“Hope is like a road in the country: there was never a road, but when many people walk on it, the road comes into existence.” Lin Yutang
Our world’s survival depends on humans entering that road on a transitional journey to a World At Peace. As we move forward all men and women of peace must enlist others to join them in that journey.
It starts with a new way of thinking
“By Changing Your Thinking, You change your beliefs;
When you change your beliefs, you change your expectations;
When you change your expectations, you change your attitude;
When you change your attitude, you change your behavior;
When you change your behavior, you change your performance;
When you change your performance, you Change Your Life!”

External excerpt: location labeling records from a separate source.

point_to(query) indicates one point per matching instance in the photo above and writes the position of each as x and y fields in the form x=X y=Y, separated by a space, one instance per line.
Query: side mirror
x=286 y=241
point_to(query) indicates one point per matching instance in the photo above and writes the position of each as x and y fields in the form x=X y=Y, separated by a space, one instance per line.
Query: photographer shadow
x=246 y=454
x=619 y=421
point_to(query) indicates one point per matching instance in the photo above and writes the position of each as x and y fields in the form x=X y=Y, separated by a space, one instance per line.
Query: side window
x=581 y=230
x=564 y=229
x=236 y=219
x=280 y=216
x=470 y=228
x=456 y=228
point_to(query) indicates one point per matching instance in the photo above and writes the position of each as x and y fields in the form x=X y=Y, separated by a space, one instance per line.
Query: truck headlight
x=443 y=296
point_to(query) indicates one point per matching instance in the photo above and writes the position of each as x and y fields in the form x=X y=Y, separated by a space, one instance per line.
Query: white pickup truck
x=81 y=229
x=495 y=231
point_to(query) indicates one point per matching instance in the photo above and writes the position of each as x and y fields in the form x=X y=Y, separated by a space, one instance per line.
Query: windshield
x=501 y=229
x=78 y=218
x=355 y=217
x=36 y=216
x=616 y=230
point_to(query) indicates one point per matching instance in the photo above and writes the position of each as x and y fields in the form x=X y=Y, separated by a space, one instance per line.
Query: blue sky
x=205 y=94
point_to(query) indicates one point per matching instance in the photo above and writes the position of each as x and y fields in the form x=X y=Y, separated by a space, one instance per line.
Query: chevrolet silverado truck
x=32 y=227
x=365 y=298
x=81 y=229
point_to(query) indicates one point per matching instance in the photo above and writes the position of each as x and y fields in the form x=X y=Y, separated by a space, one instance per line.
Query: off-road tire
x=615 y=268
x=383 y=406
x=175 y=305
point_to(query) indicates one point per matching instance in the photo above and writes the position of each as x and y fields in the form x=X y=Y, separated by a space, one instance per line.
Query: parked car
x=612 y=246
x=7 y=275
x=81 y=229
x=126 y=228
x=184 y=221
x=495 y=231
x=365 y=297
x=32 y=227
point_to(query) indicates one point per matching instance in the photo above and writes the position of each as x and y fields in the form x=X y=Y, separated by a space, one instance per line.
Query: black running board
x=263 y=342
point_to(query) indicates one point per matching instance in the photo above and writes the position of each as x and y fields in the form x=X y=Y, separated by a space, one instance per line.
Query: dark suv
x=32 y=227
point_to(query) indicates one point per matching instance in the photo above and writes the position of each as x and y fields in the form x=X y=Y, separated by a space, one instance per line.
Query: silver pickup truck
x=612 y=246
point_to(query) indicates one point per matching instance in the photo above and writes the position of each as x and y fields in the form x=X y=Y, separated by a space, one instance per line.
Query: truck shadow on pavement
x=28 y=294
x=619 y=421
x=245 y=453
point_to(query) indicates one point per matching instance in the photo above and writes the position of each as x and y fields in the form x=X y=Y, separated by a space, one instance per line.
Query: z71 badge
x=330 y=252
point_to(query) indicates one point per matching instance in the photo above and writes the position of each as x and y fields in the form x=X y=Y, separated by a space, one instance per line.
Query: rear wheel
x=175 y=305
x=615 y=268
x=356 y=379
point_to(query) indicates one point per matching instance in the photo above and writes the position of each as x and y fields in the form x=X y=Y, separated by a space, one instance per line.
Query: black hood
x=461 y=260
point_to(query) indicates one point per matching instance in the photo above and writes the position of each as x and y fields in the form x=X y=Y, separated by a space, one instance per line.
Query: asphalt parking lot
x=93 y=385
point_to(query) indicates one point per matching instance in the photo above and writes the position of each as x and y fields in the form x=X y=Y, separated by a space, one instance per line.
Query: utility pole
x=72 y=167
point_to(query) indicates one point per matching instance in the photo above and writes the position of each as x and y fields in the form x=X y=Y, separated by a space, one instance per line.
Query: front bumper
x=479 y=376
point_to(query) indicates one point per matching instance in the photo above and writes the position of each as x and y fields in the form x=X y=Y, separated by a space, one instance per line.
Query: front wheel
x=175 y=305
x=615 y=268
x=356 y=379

Cogito ergo sum. I think, therefore “I Am:” the recognition of our internal world, our consciousness.
Thinking is the dialectic thought process of reasoning, consideration, and attention leading to the intention of human action. Thinking is an evolutionary process that has the effect of creating change. Thinking, this dialectic process of thesis and antitheses, and its sublation leading to individual human action without the influence of propaganda, involves the induction of considerable facts, their analogy, as well as their perceptual deduction, which will lead to change by influencing others to the extent where there are viable and achievable outcomes.
Thinking is the being and becoming of human action, the generative process of change.

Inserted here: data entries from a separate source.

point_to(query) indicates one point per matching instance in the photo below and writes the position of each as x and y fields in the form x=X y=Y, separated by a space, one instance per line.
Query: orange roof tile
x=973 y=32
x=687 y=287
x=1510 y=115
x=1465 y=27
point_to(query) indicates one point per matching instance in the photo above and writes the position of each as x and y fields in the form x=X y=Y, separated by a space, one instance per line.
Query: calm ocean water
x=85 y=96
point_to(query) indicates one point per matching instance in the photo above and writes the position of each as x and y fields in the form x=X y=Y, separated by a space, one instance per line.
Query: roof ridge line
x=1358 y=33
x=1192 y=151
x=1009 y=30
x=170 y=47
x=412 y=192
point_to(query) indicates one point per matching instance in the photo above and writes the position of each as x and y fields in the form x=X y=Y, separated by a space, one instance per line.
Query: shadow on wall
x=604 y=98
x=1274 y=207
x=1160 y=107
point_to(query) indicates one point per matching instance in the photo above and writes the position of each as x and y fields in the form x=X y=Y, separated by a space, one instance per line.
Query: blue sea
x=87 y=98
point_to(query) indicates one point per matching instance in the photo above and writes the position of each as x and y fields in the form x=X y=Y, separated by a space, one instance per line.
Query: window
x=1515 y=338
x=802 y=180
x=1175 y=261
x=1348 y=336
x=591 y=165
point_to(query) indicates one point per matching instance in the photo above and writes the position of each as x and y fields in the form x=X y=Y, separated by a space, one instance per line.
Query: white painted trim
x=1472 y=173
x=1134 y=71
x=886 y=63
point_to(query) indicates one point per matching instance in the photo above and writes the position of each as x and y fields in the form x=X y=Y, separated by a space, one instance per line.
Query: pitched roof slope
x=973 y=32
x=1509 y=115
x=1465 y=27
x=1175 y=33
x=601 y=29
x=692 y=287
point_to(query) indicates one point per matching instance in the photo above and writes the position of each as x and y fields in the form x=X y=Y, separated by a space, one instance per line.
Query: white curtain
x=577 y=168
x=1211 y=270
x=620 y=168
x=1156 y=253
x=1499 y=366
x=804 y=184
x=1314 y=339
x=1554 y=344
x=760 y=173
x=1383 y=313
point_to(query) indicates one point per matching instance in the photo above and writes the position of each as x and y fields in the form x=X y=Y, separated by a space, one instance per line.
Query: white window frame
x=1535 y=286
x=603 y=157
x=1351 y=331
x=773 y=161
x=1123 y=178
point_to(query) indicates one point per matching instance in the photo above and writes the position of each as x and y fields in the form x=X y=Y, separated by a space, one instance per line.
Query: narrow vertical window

We must change our thinking to a belief where war as necessary to a belief that peace is attainable and viable; change our expectations that all conflict can be managed without violence; change so that we understand that we are in control of our attitude toward adversity; change so that we understand that our behavior is important to setting best examples and best practices; and change our thinking to an understanding that as a consequence our performance must be to provide leadership for peace: We must be a voice for peace.
Changing our thinking, and consequently our attitude toward religious ideology and avarice, which are the main causes of violence, and acting in opposition and in deterrence to their inevitable, visceral consequences, is a matter of conscience.

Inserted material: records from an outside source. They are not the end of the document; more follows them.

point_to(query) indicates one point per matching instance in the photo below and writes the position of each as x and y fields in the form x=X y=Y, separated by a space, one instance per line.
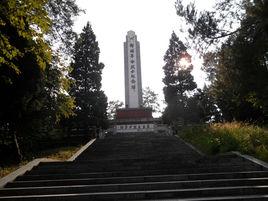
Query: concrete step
x=31 y=176
x=222 y=198
x=133 y=186
x=179 y=168
x=151 y=194
x=83 y=180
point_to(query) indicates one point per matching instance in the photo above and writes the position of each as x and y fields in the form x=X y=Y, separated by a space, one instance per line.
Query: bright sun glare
x=184 y=62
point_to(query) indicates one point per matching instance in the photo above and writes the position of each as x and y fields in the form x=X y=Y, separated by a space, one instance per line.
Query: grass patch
x=62 y=154
x=224 y=137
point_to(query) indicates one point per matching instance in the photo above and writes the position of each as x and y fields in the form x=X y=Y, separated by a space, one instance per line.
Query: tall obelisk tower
x=133 y=87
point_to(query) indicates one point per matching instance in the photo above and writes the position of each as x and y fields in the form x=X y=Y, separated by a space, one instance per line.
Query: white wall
x=129 y=128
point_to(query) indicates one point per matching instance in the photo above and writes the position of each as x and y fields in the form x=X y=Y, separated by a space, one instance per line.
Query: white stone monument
x=133 y=87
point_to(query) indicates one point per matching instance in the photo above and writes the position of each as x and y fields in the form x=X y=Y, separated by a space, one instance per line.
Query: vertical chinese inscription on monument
x=132 y=69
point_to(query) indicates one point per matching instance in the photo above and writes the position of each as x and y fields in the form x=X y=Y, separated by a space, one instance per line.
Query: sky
x=153 y=22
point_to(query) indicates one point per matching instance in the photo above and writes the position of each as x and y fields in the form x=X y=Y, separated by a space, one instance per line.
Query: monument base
x=134 y=120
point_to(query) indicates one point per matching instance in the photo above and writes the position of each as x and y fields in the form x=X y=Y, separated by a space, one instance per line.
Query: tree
x=112 y=107
x=29 y=71
x=240 y=84
x=238 y=67
x=227 y=18
x=178 y=79
x=91 y=102
x=150 y=99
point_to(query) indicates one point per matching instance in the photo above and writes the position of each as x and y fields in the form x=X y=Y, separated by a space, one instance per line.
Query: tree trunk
x=19 y=155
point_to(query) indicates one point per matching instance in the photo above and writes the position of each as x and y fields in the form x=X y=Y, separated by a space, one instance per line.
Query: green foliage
x=224 y=137
x=28 y=21
x=178 y=80
x=90 y=100
x=237 y=68
x=33 y=81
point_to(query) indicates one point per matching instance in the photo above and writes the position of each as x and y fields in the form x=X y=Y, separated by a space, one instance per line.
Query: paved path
x=142 y=167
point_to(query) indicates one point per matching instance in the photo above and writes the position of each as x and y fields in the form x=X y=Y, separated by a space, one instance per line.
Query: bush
x=224 y=137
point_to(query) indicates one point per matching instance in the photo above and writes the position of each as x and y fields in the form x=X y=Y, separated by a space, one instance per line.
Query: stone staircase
x=142 y=167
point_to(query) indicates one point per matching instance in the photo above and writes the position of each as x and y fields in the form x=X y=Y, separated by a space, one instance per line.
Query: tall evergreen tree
x=90 y=99
x=29 y=75
x=178 y=80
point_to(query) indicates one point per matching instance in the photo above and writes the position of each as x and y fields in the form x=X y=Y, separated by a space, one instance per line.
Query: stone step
x=179 y=168
x=99 y=174
x=150 y=194
x=49 y=190
x=84 y=180
x=222 y=198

Trita Parsi, the author of “Treacherous Alliance,” states that as long as we treat our differences as ideological (political, cultural, and religious) rather than as solvable strategic tasks, violent or vitriolic threats of violent conflict will continue. Although Dr. Parsi is speaking of the dealings between Israel, Iran, and the United States, this statement has universal application.
For there to be a world at peace there has to be a completely new way of thinking.